In some wellbores, it may be desirable to individually and selectively create multiple fractures along a wellbore at a distance apart from each other, creating multiple “pay zones.” The multiple fractures should have adequate conductivity, so that the greatest possible quantity of hydrocarbons in an oil and gas reservoir can be produced from the wellbore. Some pay zones may extend a substantial distance along the length of a wellbore. In order to adequately induce the formation of fractures within such zones, it may be advantageous to introduce a stimulation fluid via multiple stimulation assemblies positioned within a wellbore adjacent to multiple zones. To accomplish this, it is necessary to configure multiple stimulation assemblies for the communication of fluid via those stimulation assemblies. Thus, there is an ongoing need to develop new methods and apparatuses to enhance hydrocarbon production.

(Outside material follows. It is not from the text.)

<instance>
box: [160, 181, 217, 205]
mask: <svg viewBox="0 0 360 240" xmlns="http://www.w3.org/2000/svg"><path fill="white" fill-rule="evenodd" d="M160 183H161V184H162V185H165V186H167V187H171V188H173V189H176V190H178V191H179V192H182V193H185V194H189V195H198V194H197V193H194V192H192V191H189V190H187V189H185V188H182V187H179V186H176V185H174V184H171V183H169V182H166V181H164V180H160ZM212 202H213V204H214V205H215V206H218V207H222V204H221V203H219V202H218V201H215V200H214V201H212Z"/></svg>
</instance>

A wellbore stimulation assembly allows a well producer to create an open well condition at an entry point in a zone by increasing pressure and opening ports in the tool to the formation. One such tool known in the art operates by a sliding sleeve that shears pins at an actuation pressure, thereby allowing the sliding sleeve to move to an open position. This single set point actuation methodology, however, prevents a casing pressure test at maximum operating pressure if the shear pin set value is less than the maximum operating pressure. Alternatively, if the shear pin set value is greater than the maximum operating pressure, than the operating pressure must exceed the maximum operating pressure in order to open the tool.

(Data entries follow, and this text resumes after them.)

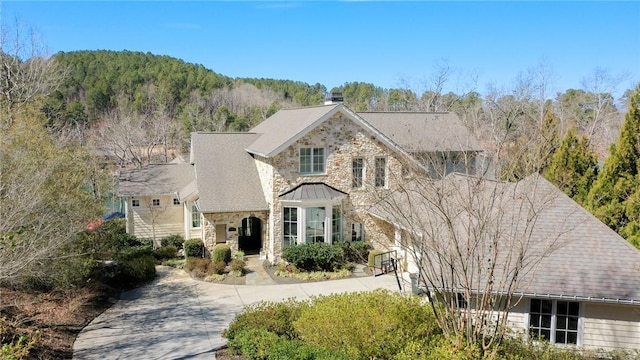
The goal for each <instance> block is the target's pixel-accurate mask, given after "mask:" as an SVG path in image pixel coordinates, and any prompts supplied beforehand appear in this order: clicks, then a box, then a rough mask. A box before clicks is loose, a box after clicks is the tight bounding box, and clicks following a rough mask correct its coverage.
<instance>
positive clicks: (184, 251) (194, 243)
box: [184, 239, 204, 258]
mask: <svg viewBox="0 0 640 360" xmlns="http://www.w3.org/2000/svg"><path fill="white" fill-rule="evenodd" d="M203 252H204V243H203V242H202V240H200V239H191V240H187V241H185V242H184V256H185V257H200V258H201V257H203V256H202V254H203Z"/></svg>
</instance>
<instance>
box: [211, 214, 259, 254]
mask: <svg viewBox="0 0 640 360" xmlns="http://www.w3.org/2000/svg"><path fill="white" fill-rule="evenodd" d="M251 216H254V217H256V218H258V219H260V222H261V225H262V234H261V239H262V245H261V248H262V249H263V250H264V249H266V248H267V239H268V237H267V235H268V233H269V227H268V221H267V220H268V212H267V211H240V212H229V213H208V214H203V217H204V223H203V224H202V227H203V232H204V239H203V241H204V245H205V247H206V248H207V250H209V251H210V252H211V251H212V250H213V247H214V246H215V245H216V243H220V242H225V243H226V244H227V245H229V247H231V251H234V252H235V251H238V231H237V229H239V228H240V226H242V219H244V218H248V217H251ZM217 224H225V225H226V226H227V238H226V239H224V241H218V242H216V241H217V240H218V239H216V225H217ZM231 227H234V228H236V231H229V228H231Z"/></svg>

Moreover, shear pins do not always part at the exact set value, and sliding sleeve friction affects the overall activation pressure. Cemented applications pose a particular challenge, because cement causes additional friction for sliding sleeves, and any cavities or passages have a tendency to collect cement. When pins shear at a higher pressure than the designed pressure, maximum operating pressure may be exceeded and casing failure may result. When pins shear at a lower pressure than the design pressure, the tool opens prematurely before the well pressure testing and inspection is completed.